SMSD finalized a new censorship policy on Aug. 12 after being required to add new language following a lawsuit settlement between the American Civil Liberties Union (ACLU) and the district after the district was accused of infringing on the students’ First Amendment rights.
The lawsuit followed the nationwide walkout protesting gun violence on April 20, 2018, where two students from Shawnee Mission North and one from Hocker Grove Middle School commented on gun control and photographed the protest. Administrators ordered them to stop photographing and speaking in the protest, as they deemed the topic too controversial. The administrators threatened discipline and confiscated the students’ journalism photography equipment.
On June 24, members of the SMSD board announced the new policy to the public during a board meeting after adding the required language which emphasized that administrators can’t ban student journalists from on-campus events open to the student body. The district also wanted to set boundaries on non-school sponsored, or “underground” newspapers such as the Eastonian and give the district power to discipline the authors of the underground publications.
However, this first reading of the new policy was restrictive for both established and underground publications and gave the administration power to supervise and restrict what articles were published in both types of publication. This policy received a lot of backlash from students and First Amendment groups.
At the July 8 board meeting, the Harbinger’s Online Editor-In-Chief, Ben Henschel, along with two other SMSD student journalists, spoke out against the new policy and the importance of not having administrative censorship.
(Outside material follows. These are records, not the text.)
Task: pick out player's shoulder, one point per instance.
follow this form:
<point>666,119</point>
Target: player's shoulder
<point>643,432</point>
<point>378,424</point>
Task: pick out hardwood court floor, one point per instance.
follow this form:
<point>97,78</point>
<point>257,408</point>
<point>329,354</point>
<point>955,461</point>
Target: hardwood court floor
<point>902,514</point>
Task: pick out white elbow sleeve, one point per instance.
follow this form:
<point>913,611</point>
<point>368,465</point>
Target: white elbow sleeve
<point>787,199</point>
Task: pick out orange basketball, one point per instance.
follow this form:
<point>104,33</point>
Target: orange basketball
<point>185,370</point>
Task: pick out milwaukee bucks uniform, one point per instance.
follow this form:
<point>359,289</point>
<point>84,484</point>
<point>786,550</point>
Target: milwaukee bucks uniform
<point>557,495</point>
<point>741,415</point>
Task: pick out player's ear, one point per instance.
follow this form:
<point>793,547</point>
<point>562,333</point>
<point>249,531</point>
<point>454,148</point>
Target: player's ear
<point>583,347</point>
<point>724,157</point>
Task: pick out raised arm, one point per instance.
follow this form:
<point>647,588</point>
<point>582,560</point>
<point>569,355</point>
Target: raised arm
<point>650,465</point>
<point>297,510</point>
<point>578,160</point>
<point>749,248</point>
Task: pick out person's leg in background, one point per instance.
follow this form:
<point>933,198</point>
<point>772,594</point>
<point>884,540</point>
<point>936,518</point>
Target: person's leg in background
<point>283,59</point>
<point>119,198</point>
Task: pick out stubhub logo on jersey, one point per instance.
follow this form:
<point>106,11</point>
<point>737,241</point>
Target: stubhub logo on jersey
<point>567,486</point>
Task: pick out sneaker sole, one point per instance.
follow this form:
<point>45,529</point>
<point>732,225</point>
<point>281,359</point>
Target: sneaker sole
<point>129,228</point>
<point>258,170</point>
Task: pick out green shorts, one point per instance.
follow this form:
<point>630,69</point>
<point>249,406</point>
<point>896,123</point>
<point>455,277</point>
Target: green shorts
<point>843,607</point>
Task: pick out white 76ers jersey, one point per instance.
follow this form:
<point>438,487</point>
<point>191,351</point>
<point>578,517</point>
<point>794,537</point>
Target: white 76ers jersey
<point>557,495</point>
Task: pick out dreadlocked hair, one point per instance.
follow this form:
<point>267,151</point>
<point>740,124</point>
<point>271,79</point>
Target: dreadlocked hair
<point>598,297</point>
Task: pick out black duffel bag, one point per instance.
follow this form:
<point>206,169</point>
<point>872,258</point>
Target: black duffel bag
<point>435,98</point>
“[Journalism] keeps people in check, that’s the point,” Henschel said. “People know that what they’re doing will be talked about if it needs to be. That’s the importance of newspapers that are willing to cover the hard issues if it needs to. We get treated like real journalists which means we have real freedoms, but also means we can’t be messing up.”
At the final reading on Aug. 12, the policy was edited to sound similar to the initial policy (Kansas Student Publication Act) — stories that are obscene or libelous and will cause a disruption to the school day cannot be distributed. This policy still gives the district power to censor underground newspapers.
According to Henschel, the final altering of the policy was influenced by the attendance and speakers at the July 8 meeting and the emails and comments from organizations like the Student Press Law Center.
In addition to editing the censorship policy, the settlement also required all district building administrators and building principals to attend civil rights training, the district to send apology letters to the Plaintiffs and the development of a new policy for non-school sponsored events.
The civil rights training took place on July 25 and was presented by Mark Johnson, an attorney who focuses on constitutional law at Dentons Law Firm.
During the training, Johnson presented a lesson on the history of the U.S. Constitution and different cases which have shaped the student First Amendment laws, such as the Tinker vs. Des Moines School District case, where students were expelled for wearing black armbands in protest of the Vietnam War.
Johnson focused on the black armband case because it resulted in the Tinker Substantial Disruption test which states “conduct by the student…[which] materially disrupts classwork or involves substantial disorder or invasion of the rights of others is, of course, not immunized by the constitutional guarantee of freedom of speech,” according to Johnson’s civil rights power point.
The most common practice of this standard is students posting about other students on social media and trying to balance students’ First Amendment rights with a safe school environment. Rachel England, the district’s attorney, says the most common call she receives is parents approaching her with a printed Snapchat or Instagram post.
“If we think [the post is] going to cause a substantial disruption, we can discipline the students, but that makes you predict the future,” England said. “And I think school administrators are well aware that students have First Amendment rights but when it actually comes down to split minute decisions, it’s really difficult to predict things like will there be a substantial disruption.”
In addition to the training, the district has also adopted a new policy for non-school sponsored, student-organized events, such as protests. The district now asks that students approach administration to organize a time and location for the event so the district can be sure to have appropriate safe-guards in place. If a spontaneous protest occurs, the district is now able to redirect it and plan the protest for a different day instead.
Lauren Bonds, the ACLU attorney who sued the district on behalf of the three students at the walkouts, believes the new policies and training will decrease First Amendment conflict in the future, such as the conflict following the 2016 election when the district breached teachers’ freedom of expression by banning them from wearing safety pins in protest of President Trump’s victory.
“[The lawsuit was caused by] a lack of information [and a] lack of understanding of what the law requires and permits,” Bonds said. “So that’s really what we’re hopeful will come out of that training is that everyone will have a better handle on what student protections are and what the school can do in order to maintain order.”
Following these events, Bonds foresees the district taking responsibility for their actions and handling Civil Rights mix-ups better.
“We’re hopeful this is perhaps a new era for the Shawnee Mission School District,” Bonds said. “The reason this lawsuit ended up getting filed is because the administration wasn’t willing to acknowledge its faults and take the steps, so I think we’re definitely in a different place with the new superintendent and we’re optimistic about the district’s new attorney as well. Hopefully we’ll be able to resolve it with just a few conversations and we can count on the district to take control of those actions.”